We're hearing these arguments more now that Gen. Stanley McChrystal, commander of the International Security Assistance Force in Afghanistan, has made a bold pitch to the Obama administration for a new “surge” to put down terror attacks in that country.
In McChrystal's view, recommitting to the long process of nation building is the only path to follow. He argues that without 40,000 more U.S. troops, and stepped-up training of Afghan police and military, the U.S. mission will fail. And that failure will be on President Barack Obama.
That puts the president in a dilemma. Obama views the U.S. role in Afghanistan largely as McChrystal does.

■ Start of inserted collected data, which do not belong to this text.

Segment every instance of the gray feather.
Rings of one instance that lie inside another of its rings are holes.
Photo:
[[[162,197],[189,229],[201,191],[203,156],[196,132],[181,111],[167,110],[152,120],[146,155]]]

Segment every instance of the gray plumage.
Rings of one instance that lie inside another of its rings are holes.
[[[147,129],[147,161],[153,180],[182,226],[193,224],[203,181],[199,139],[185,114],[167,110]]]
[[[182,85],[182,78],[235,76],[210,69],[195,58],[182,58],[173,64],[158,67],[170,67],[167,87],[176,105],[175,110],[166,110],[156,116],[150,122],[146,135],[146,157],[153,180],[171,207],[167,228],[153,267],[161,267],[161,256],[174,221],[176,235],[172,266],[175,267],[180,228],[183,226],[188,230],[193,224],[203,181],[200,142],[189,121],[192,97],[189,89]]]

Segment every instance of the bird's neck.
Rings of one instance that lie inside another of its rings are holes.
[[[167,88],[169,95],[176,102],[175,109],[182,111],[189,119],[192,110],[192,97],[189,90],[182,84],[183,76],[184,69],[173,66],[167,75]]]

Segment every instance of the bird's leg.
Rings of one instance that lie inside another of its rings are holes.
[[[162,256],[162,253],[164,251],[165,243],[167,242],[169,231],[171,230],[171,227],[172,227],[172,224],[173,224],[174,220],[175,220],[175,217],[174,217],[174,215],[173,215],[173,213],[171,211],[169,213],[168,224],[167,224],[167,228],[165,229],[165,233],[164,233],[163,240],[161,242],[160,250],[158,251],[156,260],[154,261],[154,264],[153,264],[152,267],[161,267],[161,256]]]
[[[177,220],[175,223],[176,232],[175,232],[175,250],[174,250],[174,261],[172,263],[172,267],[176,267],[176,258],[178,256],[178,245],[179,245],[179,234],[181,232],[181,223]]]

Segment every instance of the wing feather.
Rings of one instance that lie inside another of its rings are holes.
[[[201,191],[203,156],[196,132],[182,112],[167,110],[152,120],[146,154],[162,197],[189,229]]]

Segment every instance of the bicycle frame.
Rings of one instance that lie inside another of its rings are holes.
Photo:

But if he ramps up forces and the Afghans fail to uphold their end of the deal, he risks entrapping the United States for perhaps another decade in a mission it cannot possibly accomplish.
I hope his deliberations lead him to understand we have no alternative other than helping build a strong, credible government in Afghanistan. If we do not, we will almost certainly leave the nation to the extremists who harbored terrorists in the past. That would be bad for our domestic security. And it would be yet another American betrayal of the Afghans. Quite simply, we owe these people.
The United States has cut and run there once before, after aiding the Afghans in defeating the Soviets. Then we conveniently left the shattered country to its devices, helping to create the vacuum that the Taliban arose to fill.
It may be a message our nation's ultra patriots don't want to hear, but the United States has been more than a little complicit in the rise of some terrorist groups that now afflict the world - largely by failing to do the right thing in Afghanistan. Now is our second chance.
A reliable touchstone on the Afghanistan quandary is a professor in Omaha, Neb. Thomas Gouttierre heads the Center for Afghanistan Studies at the University of Nebraska. Gouttiere is the leading American scholar of Afghanistan, and the U.S. military is tapping him for advice. The center has been hired by the U.S. government to help improve literacy in the Afghan military, as well as to train U.S. military commanders in three-week immersion seminars on Afghan culture.
I spoke to him again earlier this month, after he returned from a two-week visit to Kabul.
Bailing yet again from Afghanistan will only exacerbate the country's problems, he said. He echoed the question he posed after 9/11, when U.S. policy was driven by a rage for revenge. “Once we drive (al-Qaida) out (of Afghanistan), how do we keep them from coming back?”
To Gouttiere, the answer is to help the Afghans stabilize their country. Hire Afghans to rebuild their roads and other infrastructure. Help them get back a country they are willing to protect from the Taliban.
He acknowledges that the United States will have to evacuate eventually. But for now, he says, “we should stay there so that we do things correctly.”
History, after all, is unlikely to offer a third chance.